Figure 2. Temperature effect. The same conditions, isolates and sample amount as in b. The first sample (lane 1) was not incubated while the other samples were incubated at (lane 2) room temperature, (lane 3) 37°C, (lane 4) 40°C, (lane 5) 50°C, (lane 6) 60°C, (lane 7) 70°C and (lane 8) 80°C during 10 min prior to electrophoresis. 2a: 250900 isolate; 2b: 249101 isolate.

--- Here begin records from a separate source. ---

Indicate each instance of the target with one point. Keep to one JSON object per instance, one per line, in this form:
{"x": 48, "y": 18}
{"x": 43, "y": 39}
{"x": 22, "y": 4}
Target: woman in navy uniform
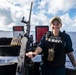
{"x": 54, "y": 46}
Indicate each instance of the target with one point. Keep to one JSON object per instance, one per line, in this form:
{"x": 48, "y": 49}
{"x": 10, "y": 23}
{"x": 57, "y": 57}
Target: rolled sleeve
{"x": 68, "y": 47}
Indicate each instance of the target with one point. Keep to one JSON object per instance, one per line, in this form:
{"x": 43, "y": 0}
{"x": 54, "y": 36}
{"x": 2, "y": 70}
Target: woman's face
{"x": 56, "y": 26}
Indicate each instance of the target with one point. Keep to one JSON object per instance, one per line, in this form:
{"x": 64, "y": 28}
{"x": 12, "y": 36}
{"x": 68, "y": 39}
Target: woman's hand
{"x": 30, "y": 54}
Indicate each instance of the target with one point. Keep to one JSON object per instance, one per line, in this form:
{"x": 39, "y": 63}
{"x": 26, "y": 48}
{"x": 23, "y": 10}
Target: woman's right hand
{"x": 29, "y": 54}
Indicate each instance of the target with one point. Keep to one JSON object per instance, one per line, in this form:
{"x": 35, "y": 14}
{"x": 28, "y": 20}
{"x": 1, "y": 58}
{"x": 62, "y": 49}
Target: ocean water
{"x": 72, "y": 35}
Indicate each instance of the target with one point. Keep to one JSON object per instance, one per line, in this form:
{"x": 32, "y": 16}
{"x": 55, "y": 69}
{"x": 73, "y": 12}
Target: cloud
{"x": 12, "y": 11}
{"x": 55, "y": 6}
{"x": 69, "y": 24}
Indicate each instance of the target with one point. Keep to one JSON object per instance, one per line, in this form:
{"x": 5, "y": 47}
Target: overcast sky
{"x": 12, "y": 11}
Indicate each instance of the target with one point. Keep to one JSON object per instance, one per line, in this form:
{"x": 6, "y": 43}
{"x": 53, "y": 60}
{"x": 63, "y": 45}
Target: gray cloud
{"x": 6, "y": 13}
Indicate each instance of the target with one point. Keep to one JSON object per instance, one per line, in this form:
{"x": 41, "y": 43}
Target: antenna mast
{"x": 28, "y": 22}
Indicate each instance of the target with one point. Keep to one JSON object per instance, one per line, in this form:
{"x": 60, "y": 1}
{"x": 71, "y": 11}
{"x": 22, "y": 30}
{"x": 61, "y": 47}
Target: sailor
{"x": 54, "y": 45}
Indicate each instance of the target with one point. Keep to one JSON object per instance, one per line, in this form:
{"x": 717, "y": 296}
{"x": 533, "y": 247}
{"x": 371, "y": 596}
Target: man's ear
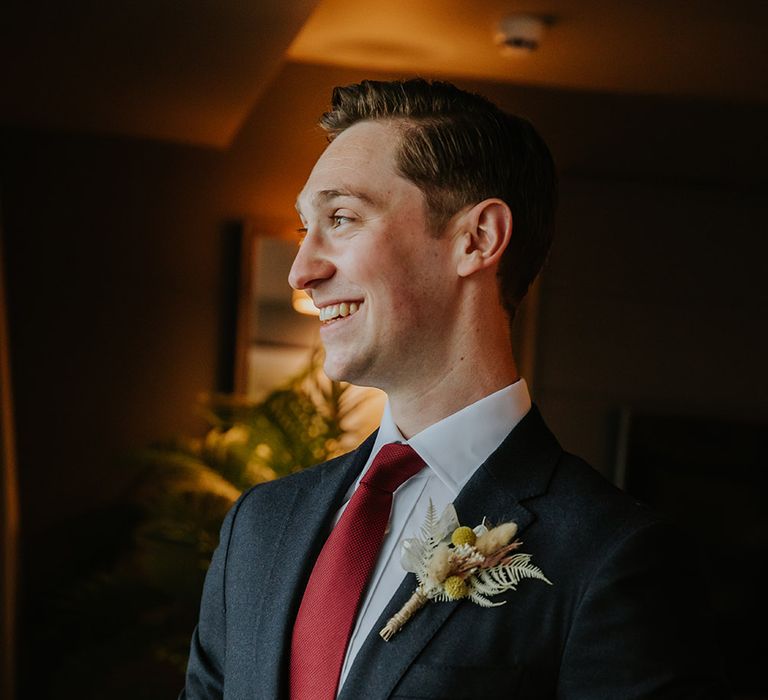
{"x": 483, "y": 235}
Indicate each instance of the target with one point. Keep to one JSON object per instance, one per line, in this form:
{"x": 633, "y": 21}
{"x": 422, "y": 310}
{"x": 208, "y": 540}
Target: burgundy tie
{"x": 335, "y": 588}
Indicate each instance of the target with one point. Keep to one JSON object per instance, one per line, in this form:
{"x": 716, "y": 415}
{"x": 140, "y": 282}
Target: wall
{"x": 654, "y": 299}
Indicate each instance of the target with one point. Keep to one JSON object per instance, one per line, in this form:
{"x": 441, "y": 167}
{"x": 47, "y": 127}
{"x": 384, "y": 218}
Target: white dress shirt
{"x": 452, "y": 449}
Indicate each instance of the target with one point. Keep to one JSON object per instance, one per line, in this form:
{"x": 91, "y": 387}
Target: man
{"x": 426, "y": 219}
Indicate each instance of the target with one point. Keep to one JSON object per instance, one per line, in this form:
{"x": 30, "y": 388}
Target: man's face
{"x": 371, "y": 264}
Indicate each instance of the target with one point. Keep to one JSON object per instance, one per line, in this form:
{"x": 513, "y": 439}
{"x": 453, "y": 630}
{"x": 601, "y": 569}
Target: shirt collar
{"x": 456, "y": 446}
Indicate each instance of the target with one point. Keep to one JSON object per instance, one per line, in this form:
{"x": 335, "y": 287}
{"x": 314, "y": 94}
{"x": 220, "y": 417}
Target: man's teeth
{"x": 328, "y": 313}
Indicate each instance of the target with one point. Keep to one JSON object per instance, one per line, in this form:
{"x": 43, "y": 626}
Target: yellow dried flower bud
{"x": 456, "y": 587}
{"x": 463, "y": 535}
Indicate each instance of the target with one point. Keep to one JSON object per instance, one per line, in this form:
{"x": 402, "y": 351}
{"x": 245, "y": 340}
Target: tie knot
{"x": 392, "y": 467}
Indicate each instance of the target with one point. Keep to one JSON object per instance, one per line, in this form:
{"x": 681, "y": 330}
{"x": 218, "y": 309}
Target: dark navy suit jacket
{"x": 622, "y": 620}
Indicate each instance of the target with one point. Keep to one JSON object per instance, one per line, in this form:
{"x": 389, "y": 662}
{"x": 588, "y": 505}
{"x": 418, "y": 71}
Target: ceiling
{"x": 194, "y": 71}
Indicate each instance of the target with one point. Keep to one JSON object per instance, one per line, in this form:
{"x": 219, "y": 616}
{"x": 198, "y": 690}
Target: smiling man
{"x": 425, "y": 221}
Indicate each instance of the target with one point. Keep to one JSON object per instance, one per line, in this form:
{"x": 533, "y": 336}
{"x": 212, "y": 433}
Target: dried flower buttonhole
{"x": 453, "y": 561}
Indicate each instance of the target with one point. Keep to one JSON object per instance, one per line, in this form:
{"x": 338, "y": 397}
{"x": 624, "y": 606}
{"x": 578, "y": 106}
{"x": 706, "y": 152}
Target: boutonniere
{"x": 452, "y": 562}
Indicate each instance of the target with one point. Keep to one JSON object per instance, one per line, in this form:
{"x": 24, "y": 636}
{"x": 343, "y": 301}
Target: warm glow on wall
{"x": 303, "y": 304}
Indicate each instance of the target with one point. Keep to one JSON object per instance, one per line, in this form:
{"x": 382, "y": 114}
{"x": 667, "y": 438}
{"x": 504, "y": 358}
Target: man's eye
{"x": 339, "y": 220}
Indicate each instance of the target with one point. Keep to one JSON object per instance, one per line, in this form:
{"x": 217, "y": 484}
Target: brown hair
{"x": 460, "y": 149}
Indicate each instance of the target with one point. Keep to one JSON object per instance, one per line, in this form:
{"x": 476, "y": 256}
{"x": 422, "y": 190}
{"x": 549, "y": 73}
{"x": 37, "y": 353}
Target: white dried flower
{"x": 496, "y": 538}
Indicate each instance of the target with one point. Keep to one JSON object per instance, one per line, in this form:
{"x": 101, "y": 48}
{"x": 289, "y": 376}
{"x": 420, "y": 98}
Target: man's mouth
{"x": 334, "y": 312}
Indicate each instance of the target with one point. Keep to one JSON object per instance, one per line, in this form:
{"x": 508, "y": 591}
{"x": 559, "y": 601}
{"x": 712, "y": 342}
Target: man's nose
{"x": 310, "y": 266}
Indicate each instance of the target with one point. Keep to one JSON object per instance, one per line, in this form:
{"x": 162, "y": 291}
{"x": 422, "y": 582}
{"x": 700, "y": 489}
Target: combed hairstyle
{"x": 461, "y": 149}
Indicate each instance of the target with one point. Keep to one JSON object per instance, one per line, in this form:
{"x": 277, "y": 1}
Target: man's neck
{"x": 465, "y": 382}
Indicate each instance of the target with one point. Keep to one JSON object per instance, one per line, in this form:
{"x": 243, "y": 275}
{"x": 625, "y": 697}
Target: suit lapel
{"x": 303, "y": 534}
{"x": 520, "y": 469}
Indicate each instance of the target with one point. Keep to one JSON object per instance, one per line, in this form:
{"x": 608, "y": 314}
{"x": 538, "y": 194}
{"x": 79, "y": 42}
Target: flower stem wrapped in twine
{"x": 415, "y": 602}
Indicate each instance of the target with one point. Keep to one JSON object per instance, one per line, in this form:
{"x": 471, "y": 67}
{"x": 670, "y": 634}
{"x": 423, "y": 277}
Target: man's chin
{"x": 344, "y": 371}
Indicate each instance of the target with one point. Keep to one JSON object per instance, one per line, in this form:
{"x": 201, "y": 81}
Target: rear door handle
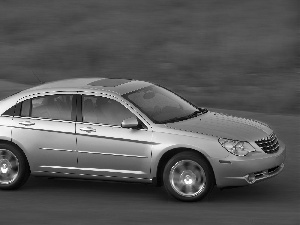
{"x": 27, "y": 123}
{"x": 88, "y": 129}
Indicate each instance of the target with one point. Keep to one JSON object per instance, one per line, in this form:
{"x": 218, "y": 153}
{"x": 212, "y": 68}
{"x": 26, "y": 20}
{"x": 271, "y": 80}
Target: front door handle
{"x": 27, "y": 123}
{"x": 88, "y": 129}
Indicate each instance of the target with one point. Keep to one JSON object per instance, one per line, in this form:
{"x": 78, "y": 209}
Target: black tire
{"x": 188, "y": 177}
{"x": 14, "y": 168}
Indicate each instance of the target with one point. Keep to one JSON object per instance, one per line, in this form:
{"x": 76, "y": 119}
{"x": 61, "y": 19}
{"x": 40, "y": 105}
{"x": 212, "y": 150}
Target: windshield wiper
{"x": 194, "y": 114}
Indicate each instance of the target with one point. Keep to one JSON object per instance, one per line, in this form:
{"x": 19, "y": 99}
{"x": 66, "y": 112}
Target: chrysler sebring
{"x": 129, "y": 130}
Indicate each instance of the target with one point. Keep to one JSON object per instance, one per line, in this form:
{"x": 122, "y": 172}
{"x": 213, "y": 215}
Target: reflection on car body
{"x": 128, "y": 130}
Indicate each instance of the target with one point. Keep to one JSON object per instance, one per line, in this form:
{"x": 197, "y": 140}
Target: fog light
{"x": 251, "y": 178}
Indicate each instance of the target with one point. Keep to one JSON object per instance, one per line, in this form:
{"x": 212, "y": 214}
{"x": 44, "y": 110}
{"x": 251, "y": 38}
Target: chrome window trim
{"x": 105, "y": 125}
{"x": 44, "y": 119}
{"x": 58, "y": 149}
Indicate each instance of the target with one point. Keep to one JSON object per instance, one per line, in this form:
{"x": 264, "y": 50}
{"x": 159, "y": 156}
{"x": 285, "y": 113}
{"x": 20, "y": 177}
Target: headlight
{"x": 238, "y": 148}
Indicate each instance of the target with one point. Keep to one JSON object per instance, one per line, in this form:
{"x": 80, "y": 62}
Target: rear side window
{"x": 10, "y": 111}
{"x": 49, "y": 107}
{"x": 13, "y": 111}
{"x": 103, "y": 110}
{"x": 52, "y": 107}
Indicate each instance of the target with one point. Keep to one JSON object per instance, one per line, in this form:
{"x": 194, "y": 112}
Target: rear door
{"x": 45, "y": 128}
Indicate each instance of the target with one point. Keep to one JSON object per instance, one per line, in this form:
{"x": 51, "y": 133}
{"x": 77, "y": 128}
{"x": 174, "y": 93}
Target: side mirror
{"x": 131, "y": 122}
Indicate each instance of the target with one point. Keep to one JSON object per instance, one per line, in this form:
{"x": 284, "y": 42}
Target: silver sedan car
{"x": 129, "y": 130}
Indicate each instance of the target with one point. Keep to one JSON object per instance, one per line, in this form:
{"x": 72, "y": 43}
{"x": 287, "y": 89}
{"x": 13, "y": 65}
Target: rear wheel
{"x": 188, "y": 177}
{"x": 14, "y": 169}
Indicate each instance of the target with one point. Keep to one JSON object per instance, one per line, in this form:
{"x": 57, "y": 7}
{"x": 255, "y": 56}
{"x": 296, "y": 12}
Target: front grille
{"x": 269, "y": 145}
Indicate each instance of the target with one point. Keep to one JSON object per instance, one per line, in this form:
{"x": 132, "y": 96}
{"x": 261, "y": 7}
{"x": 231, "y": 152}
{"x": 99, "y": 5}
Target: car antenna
{"x": 37, "y": 78}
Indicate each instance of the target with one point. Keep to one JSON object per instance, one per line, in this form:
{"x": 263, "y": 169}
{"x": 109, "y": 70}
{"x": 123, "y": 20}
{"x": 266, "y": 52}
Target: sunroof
{"x": 108, "y": 82}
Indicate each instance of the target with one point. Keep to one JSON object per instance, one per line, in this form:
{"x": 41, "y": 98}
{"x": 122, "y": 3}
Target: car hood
{"x": 225, "y": 126}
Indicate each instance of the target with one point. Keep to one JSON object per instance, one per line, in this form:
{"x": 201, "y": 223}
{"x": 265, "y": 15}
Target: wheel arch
{"x": 158, "y": 179}
{"x": 2, "y": 141}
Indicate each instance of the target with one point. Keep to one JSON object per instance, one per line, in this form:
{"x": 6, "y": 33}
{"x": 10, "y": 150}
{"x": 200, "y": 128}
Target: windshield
{"x": 161, "y": 105}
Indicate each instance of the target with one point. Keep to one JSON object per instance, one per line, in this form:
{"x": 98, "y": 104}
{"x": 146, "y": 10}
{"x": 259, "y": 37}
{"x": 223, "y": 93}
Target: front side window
{"x": 103, "y": 110}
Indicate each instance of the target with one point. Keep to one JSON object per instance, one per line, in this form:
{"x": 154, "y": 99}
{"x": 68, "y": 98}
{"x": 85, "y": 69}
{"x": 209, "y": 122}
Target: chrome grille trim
{"x": 269, "y": 144}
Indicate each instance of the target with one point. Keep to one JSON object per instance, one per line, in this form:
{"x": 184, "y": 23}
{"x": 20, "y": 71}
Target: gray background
{"x": 241, "y": 55}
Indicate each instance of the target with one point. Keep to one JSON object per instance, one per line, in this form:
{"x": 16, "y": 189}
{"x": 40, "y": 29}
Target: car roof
{"x": 112, "y": 85}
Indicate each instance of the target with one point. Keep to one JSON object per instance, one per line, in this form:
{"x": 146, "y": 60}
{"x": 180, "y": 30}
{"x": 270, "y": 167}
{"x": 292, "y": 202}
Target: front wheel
{"x": 14, "y": 169}
{"x": 188, "y": 177}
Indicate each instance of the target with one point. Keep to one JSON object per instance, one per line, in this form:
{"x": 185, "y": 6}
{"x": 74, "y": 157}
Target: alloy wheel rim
{"x": 9, "y": 167}
{"x": 187, "y": 178}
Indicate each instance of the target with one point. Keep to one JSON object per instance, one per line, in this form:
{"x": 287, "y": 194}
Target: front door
{"x": 104, "y": 147}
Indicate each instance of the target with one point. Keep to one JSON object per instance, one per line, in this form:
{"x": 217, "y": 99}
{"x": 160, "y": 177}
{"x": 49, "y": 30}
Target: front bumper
{"x": 241, "y": 171}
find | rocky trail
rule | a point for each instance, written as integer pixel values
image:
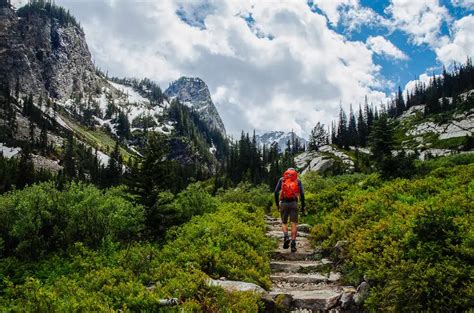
(303, 281)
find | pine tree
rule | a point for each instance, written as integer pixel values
(318, 137)
(352, 129)
(341, 137)
(362, 130)
(69, 157)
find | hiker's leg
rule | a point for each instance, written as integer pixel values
(294, 219)
(294, 228)
(284, 213)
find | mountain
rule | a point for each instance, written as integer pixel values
(279, 137)
(50, 89)
(44, 51)
(194, 93)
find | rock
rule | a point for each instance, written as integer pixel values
(283, 301)
(362, 293)
(347, 298)
(279, 137)
(296, 266)
(304, 228)
(324, 299)
(193, 92)
(305, 278)
(45, 55)
(232, 285)
(341, 248)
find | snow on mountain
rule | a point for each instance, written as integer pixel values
(8, 152)
(279, 137)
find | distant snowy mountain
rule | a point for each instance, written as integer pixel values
(279, 137)
(194, 93)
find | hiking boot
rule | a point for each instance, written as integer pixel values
(293, 246)
(286, 242)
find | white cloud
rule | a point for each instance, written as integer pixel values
(290, 82)
(421, 20)
(332, 8)
(410, 86)
(466, 4)
(461, 45)
(384, 47)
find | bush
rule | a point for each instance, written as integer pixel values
(41, 219)
(170, 210)
(230, 242)
(247, 193)
(412, 239)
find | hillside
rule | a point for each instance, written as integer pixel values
(54, 89)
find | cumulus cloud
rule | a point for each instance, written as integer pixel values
(421, 20)
(461, 45)
(384, 47)
(289, 80)
(423, 79)
(466, 4)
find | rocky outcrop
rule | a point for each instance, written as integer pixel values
(304, 282)
(322, 160)
(461, 125)
(194, 93)
(232, 285)
(279, 137)
(40, 55)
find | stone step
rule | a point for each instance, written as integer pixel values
(279, 234)
(298, 266)
(313, 278)
(315, 300)
(293, 256)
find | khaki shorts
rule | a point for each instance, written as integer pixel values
(289, 209)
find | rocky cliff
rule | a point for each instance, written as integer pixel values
(42, 54)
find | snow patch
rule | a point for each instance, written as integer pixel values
(9, 152)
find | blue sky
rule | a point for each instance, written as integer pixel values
(279, 64)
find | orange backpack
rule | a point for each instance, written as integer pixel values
(289, 186)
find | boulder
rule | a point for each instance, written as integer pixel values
(362, 293)
(232, 285)
(347, 298)
(341, 248)
(304, 228)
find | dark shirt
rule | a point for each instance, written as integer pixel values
(278, 189)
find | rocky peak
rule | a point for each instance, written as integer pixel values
(279, 137)
(193, 92)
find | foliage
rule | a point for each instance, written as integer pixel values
(230, 242)
(170, 210)
(411, 239)
(318, 137)
(247, 193)
(49, 9)
(40, 219)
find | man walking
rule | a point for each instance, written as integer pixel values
(287, 191)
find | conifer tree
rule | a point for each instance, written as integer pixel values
(318, 137)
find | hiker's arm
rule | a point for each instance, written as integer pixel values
(300, 185)
(277, 193)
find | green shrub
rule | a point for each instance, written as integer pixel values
(412, 239)
(170, 210)
(247, 193)
(41, 219)
(229, 242)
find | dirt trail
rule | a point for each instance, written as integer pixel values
(303, 281)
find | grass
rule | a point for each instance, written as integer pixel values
(97, 138)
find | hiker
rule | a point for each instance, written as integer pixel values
(287, 203)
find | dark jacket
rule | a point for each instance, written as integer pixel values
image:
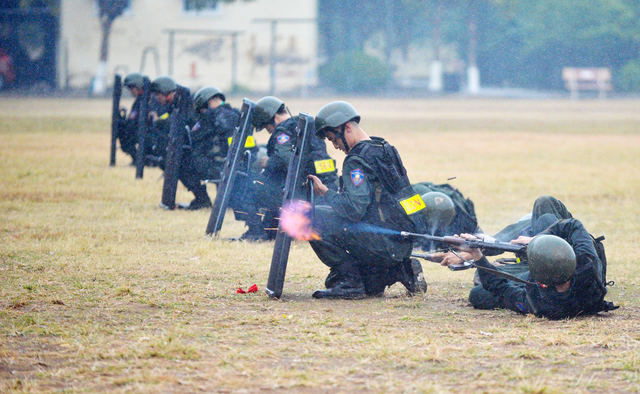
(585, 294)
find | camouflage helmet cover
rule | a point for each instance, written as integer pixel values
(266, 109)
(439, 210)
(333, 115)
(203, 95)
(164, 85)
(552, 260)
(134, 80)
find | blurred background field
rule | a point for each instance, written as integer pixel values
(101, 290)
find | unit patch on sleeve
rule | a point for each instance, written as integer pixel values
(282, 138)
(323, 166)
(357, 176)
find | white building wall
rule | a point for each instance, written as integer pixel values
(199, 59)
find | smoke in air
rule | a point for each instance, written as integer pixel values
(295, 221)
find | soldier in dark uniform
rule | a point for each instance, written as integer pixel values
(209, 144)
(163, 90)
(267, 191)
(128, 133)
(359, 226)
(210, 136)
(566, 275)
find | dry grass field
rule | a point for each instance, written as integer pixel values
(103, 291)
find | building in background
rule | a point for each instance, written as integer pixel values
(242, 45)
(229, 45)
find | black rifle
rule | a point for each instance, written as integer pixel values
(143, 126)
(231, 165)
(295, 178)
(476, 243)
(117, 118)
(496, 247)
(177, 121)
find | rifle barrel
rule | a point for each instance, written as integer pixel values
(471, 243)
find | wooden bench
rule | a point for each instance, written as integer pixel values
(577, 79)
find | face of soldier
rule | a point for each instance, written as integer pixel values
(135, 91)
(165, 98)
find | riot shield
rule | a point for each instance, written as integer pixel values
(143, 118)
(304, 131)
(116, 118)
(231, 164)
(177, 121)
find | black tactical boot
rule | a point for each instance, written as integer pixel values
(333, 278)
(412, 277)
(197, 203)
(346, 289)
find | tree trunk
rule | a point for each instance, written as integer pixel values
(99, 86)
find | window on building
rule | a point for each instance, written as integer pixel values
(201, 5)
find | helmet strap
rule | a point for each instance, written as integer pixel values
(344, 140)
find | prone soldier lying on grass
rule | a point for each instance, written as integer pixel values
(565, 275)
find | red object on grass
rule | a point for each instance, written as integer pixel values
(252, 289)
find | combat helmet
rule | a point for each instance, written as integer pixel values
(333, 115)
(266, 109)
(552, 261)
(163, 84)
(439, 210)
(134, 80)
(203, 95)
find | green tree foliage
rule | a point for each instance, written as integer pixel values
(521, 43)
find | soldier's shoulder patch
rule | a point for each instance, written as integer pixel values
(357, 176)
(282, 138)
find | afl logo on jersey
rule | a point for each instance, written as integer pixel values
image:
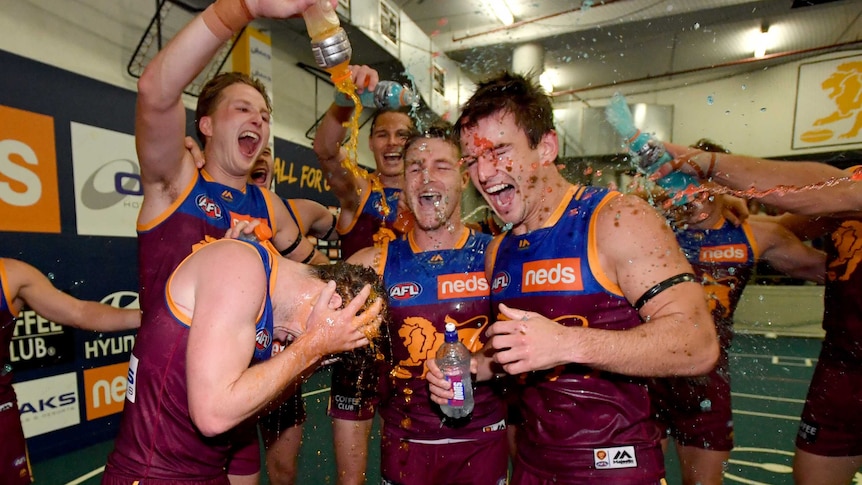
(501, 282)
(405, 291)
(263, 339)
(208, 206)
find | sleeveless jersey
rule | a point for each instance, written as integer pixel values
(204, 208)
(842, 318)
(428, 289)
(555, 271)
(8, 314)
(157, 438)
(369, 218)
(723, 259)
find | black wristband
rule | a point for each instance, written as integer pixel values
(332, 228)
(658, 288)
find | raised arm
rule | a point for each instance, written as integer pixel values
(30, 286)
(787, 253)
(838, 195)
(160, 114)
(317, 219)
(329, 150)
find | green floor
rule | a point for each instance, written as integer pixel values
(770, 379)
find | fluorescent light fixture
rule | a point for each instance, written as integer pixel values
(547, 80)
(761, 41)
(502, 11)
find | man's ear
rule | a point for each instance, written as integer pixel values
(336, 301)
(549, 147)
(205, 124)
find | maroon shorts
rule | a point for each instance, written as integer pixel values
(831, 423)
(111, 477)
(478, 462)
(245, 454)
(597, 466)
(14, 463)
(354, 385)
(696, 411)
(289, 414)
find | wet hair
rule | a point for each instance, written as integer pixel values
(708, 145)
(350, 279)
(514, 94)
(211, 94)
(440, 130)
(405, 110)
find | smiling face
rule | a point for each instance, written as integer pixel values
(509, 174)
(433, 182)
(238, 128)
(388, 135)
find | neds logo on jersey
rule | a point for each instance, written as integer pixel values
(462, 285)
(552, 275)
(728, 253)
(208, 206)
(404, 291)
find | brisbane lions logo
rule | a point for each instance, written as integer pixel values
(718, 293)
(848, 244)
(845, 90)
(422, 340)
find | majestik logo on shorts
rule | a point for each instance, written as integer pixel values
(619, 457)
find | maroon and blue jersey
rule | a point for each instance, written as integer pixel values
(842, 317)
(427, 290)
(204, 208)
(8, 314)
(374, 212)
(576, 419)
(157, 438)
(723, 258)
(697, 410)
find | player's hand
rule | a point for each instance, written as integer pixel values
(333, 330)
(527, 341)
(685, 159)
(734, 209)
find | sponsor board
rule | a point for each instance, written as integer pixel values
(48, 404)
(29, 197)
(105, 389)
(108, 191)
(37, 342)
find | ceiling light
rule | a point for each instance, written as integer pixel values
(547, 80)
(761, 41)
(502, 11)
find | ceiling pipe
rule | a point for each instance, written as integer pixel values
(706, 68)
(521, 23)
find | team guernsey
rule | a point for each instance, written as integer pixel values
(376, 209)
(831, 423)
(427, 290)
(157, 441)
(580, 424)
(14, 464)
(204, 208)
(697, 410)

Figure 3. Inhibitory effect on the proteolytic activity. The same conditions, isolates and sample amount as in b. Gels were incubated in 50 mM Tris–HCl buffer (pH 9.0) with protease inhibitors: 10 mM EDTA (lanes 3, 4), 5 mM p-hydroxymercuribenzoate (lanes 5, 6) and 5 mM phenylmethylsulfonylfluoride (lanes 7, 8). A sample without inhibitor was used as control (lanes 1, 2). Lanes 1, 3, 5, 7, 250900 isolate; lanes 2, 4, 6, 8, 249101 isolate. 3b: Immunoblot analysis of CP from G. anatis reference strain (lanes 1 and 3) and A. pleuropneumoniae (lanes 2 and 4) reacted with the polyclonal serum raised against the purified protease of A. pleuropneumoniae serotype 1 (lanes 1 and 2) or with preimmune rabbit serum (3 and 4).
Figure 4. Chicken IgG degradation by CP from G. anatis. Twenty micrograms of CP from field isolates or reference strain were mixed with 10 µg chicken IgG and incubated at 37°C during 24 h (lanes 2, 5 and 8), 48 h (lanes 3, 6 and 9) and 72 h (lanes 4, 7 and 10). Lane 1, control chicken IgG incubated during 72 h; lanes 2 to 4, G. anatis reference strain; lanes 5 to 7, 249101 isolate; lanes 8 to 10, 250900 isolate.